660 - Variation in Urea Transporter Gene Expression in Females Across Reproductive Stages

Publication Number: 660.7095

Erica R.. Levin, Rutgers, Robert Wood Johnson Medical School, Pennington, NJ, United States; Liisa Veerus, Rutgers University, Piscataway, NJ, United States; Dareen Shah, Center for Advanced Biotechnology and Medicine, Piscataway, NJ, United States; Margot Shumaker, Rutgers University, Piscataway, NJ, United States; Yue S. Yin, Weill Cornell Medicine, New York, NY, United States; Martin J. Blaser, Rutgers University, New York, NY, United States

Background: Urea, toxic to mammals, is found in all mammalian breast milk. The reason for this apparent paradox may be that for urease-positive bacteria present in the newborn gut, urea is a major nitrogen source. Urea is both actively and passively transported across cell membranes. Little is currently known about urea transport in mammary tissue across reproductive stages or how gene expression is regulated. This study explored the expression patterns of two known urea transporter genes, Slc14a1, which transcribes UT-B, and Slc14a2, which transcribes UT-A, in mouse mammary tissue during pregnancy and lactation.

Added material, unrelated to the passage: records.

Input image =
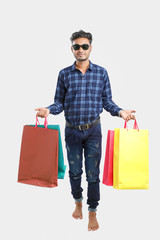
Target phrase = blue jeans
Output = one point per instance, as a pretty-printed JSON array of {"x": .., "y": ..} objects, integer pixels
[{"x": 89, "y": 140}]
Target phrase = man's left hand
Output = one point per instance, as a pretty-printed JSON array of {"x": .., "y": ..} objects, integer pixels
[{"x": 127, "y": 114}]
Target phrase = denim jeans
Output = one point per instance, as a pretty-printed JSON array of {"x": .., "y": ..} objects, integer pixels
[{"x": 90, "y": 141}]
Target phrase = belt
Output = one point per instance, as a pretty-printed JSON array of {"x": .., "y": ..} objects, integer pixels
[{"x": 84, "y": 126}]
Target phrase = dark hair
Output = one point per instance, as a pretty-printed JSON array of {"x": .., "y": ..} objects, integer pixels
[{"x": 82, "y": 34}]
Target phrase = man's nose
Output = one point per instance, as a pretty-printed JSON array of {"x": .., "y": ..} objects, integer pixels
[{"x": 81, "y": 49}]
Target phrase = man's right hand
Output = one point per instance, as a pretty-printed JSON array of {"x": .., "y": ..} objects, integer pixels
[{"x": 42, "y": 112}]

Objective: To quantify the expression of UT-A and UT-B transporters in the mammary glands of C57BL/6N mice. We compared non-pregnant, non-lactating females and males to dams that were pregnant or lactating.

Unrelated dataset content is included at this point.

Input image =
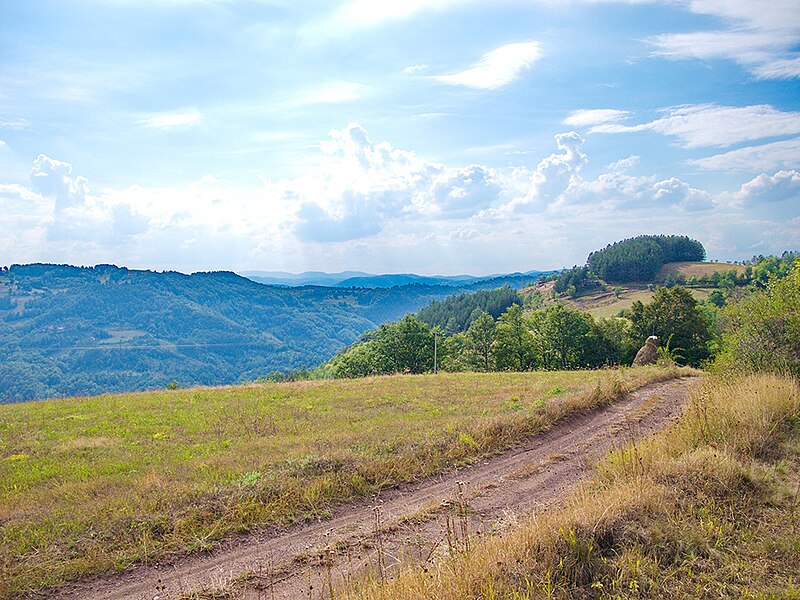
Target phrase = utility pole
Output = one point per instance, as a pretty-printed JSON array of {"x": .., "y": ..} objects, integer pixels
[{"x": 435, "y": 351}]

Design/Methods: For this study, we sacrificed male (n=4) control mice as well as non-pregnant, non-lactating (n=6), pregnant (n=6), and lactating (n=6) females. We harvested bilateral cervical, upper thoracic, lower thoracic, abdominal, and inguinal mammary glands, and heart, kidneys, liver, breast milk, and blood for comparative analysis. RNA extraction and cDNA synthesis were completed to perform qPCR analysis for the expression of Slc14a1 and Slc14a2 (urea transporters of interest) and of Gapdh (housekeeping gene).

Results: We report that both UT-A and UT-B are expressed in mammary glands, and that the expression of these two transporter genes changes across reproductive stages. The expression levels of UT-A were highest in lactating mice, followed by pregnant mice, then non-pregnant, non-lactating females, with the lowest expression in male mice (Figure 1). In contrast, the expression of UT-B in mammary tissue was significantly reduced in lactating females (Figure 2).

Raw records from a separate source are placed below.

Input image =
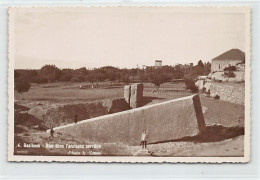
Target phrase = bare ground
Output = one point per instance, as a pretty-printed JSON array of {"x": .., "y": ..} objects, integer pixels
[{"x": 224, "y": 135}]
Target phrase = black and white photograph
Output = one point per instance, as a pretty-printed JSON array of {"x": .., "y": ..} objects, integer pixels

Conclusion(s): Our findings suggest that UT-A may be the primary urea transporter in breast tissue during pregnancy and lactation. This study has allowed us to take foundational steps toward understanding the role of urea transporter genes in the incorporation of urea into breast milk. Based on our pilot experiment, future work will continue to explore these relationships with additional primers more specific for our genes of interest. The goal is to explore the potential links between milk-associated urea and urease-positive bacteria during the establishment of the early life gut microbiome. Potential downstream applications include improving baby formula to meet the needs of developing infants who are not breastfed.

Relative expression of UT-A gene in four tissues across four reproductive stages
Expression shown as ∆Cp (housekeeping gene - gene of interest) in the liver (A), heart (B), kidney (C), and mammary gland samples (D) collected from male (n=4) and female controls (m=6), and pregnant (n=6) and lactating females (n=6).

Relative expression of UT-B gene in four tissues across four reproductive stages
Expression shown as ∆Cp (housekeeping gene - gene of interest) in the liver (A), heart (B), kidney (C), and mammary gland samples (D) collected from male (n=4) and female controls (n=6), and from pregnant (n=6) and lactating females (n=6).